Quantcast

11 resorts in a day

And not a bad run in the entire bunch

Published: Friday, Jan. 28 2005 3:12 p.m. MST

Skiing at Brighton are Mike Grass, left, Ray Grass, Nathan Rafferty and Lee Benson.

Ravell Call, Deseret Morning News

OK, is there anywhere in this world, where the snow flies, where it's possible to set tracks on the slopes of 11 ski resorts in a single day?

Last week, I set out with four comrades on skis to prove that, yes, it can be done right here in Utah.

We rode one tram, two gondolas, one six-person high-speed, three high-speed quads, one triple and four double chairlifts to make 12 runs at 11 areas, ski 19,226 vertical feet and discuss plans to ski 12 . . . or maybe all 13.

It went like this: Sundance, Deer Valley, Park City Mountain Resort, The Canyons, Solitude, Brighton, Snowbird, Alta, Snowbasin, Nordic Valley and Powder Mountain . . . number of miles traveled was 220.

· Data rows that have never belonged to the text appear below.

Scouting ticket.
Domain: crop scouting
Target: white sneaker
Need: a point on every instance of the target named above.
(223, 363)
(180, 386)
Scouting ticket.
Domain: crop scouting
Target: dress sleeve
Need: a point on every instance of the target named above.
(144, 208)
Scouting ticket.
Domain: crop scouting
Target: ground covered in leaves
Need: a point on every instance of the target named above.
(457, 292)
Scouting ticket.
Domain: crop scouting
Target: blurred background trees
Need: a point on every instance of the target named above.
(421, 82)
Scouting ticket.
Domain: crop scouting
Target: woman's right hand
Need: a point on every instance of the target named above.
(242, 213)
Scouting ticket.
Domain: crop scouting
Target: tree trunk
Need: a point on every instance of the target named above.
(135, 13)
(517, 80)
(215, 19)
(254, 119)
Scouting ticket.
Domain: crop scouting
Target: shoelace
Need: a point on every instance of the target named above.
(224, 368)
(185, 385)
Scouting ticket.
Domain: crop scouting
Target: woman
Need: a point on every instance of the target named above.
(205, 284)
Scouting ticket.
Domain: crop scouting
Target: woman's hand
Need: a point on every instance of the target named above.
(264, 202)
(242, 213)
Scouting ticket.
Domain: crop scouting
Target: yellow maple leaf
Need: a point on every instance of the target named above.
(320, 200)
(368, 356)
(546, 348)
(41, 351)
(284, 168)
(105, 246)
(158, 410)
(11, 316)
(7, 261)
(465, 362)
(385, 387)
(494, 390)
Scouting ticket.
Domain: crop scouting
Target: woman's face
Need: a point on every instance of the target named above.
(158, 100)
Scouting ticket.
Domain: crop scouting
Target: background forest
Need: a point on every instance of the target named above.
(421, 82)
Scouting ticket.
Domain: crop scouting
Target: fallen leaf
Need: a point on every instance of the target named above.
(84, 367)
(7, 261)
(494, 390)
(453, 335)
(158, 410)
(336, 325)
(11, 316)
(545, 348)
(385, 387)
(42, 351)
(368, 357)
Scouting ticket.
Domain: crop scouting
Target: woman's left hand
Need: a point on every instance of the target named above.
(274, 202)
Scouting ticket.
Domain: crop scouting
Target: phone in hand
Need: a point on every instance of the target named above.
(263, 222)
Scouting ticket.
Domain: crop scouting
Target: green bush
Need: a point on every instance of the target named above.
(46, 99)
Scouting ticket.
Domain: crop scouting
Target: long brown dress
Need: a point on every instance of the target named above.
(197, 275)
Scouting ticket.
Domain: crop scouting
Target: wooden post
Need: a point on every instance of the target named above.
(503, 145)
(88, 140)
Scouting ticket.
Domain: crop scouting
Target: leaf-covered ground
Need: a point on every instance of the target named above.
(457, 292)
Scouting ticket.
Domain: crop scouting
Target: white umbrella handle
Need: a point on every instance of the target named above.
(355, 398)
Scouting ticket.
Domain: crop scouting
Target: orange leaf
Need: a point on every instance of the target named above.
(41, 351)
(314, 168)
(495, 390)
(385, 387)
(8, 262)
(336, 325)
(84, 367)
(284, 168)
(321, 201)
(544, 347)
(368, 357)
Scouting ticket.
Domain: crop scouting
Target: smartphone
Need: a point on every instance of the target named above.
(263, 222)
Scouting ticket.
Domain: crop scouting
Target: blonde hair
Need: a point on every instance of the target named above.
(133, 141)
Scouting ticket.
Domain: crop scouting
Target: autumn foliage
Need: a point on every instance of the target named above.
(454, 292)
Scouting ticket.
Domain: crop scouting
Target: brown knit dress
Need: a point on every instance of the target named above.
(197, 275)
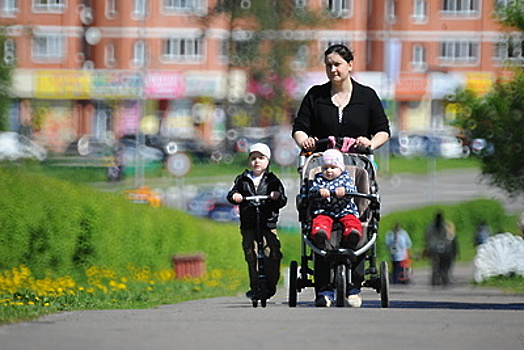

The only Utah resorts not skied were Beaver Mountain, east of Logan, and Brian Head, east of Cedar City.

The day started with the reflective view of a sunrise on Mount Timpanogos seen from Ray's lift at Sundance at 7:56 a.m. and ended with a mountaintop view of a huge orange sun sandwiched between illuminated red clouds from the 8,600-foot Sundown Ridge at Powder Mountain at 5:37 p.m.

The amount of time needed to drive, ride the lifts (and never the shortest lifts), ski down, load and unload equipment and drive to all 11 was nine hours, 41 minutes.

It was intended from the beginning to be more of an adventure than a ski day, just to see if it could be done. One run planned at each resort, top to bottom, eat on the run, brief breaks were possible, and more driving time than slope time.

What we found was that it is possible, here in Utah, to ski 10 truly world-class ski areas and one area, Nordic Valley, with all the down-home charm of a county fair, in a day.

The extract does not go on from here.